Greeting card sellers under fire over poor sustainability disclosure
More than half (52%) of UK adults assume well-known businesses that sell greetings cards offer sustainable products made from well managed forests, a YouGov poll for WWF has revealed.
The British are the biggest card senders in the EU, and almost 2 in 5 (39%) buycards from specialist card retailers, but in WWF’s timber scorecard only one of the reviewed card sellers, Hallmark, scored highly on its sustainability policy and transparency for consumers. Card sellers like Paperchase and Clintons Cards received the lowest marks.
WWF highlights that despite the industry being worth an estimated £1.6bn at Christmas time alone, greetings cards are among the products not covered by the European Union Timber Regulation (EUTR), which is designed to keep illegally sourced timber out of the marketplace.

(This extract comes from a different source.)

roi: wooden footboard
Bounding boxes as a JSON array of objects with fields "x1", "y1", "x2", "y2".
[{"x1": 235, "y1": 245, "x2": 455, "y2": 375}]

The regulation is currently under review by the European Commission in Brussels, and WWF has been campaigning to have ‘loopy loopholes’ closed, so that all goods that contain wood but are currently exempt from the EUTR, like books, cards, chairs and toys, are included.
Julia Young, WWF’s adviser on sustainable and legal timber trade, commented: “Consumers have told us time and again they want businesses to act responsibly and help them buy sustainably.
“Thousands of our supporters tweeted Paperchase and Clintons last week to try and persuade them to up their game. Clintons tweeted back that they are complying with the EU Timber Regulation, but say nothing about sustainability.
“Paperchase tweeted that they are sourcing from sustainable wood sources but we still can’t find any policy about this on their website, and they are not responding to our direct enquiries about this. For such well-known brands, they should be demonstrating leadership on this issue."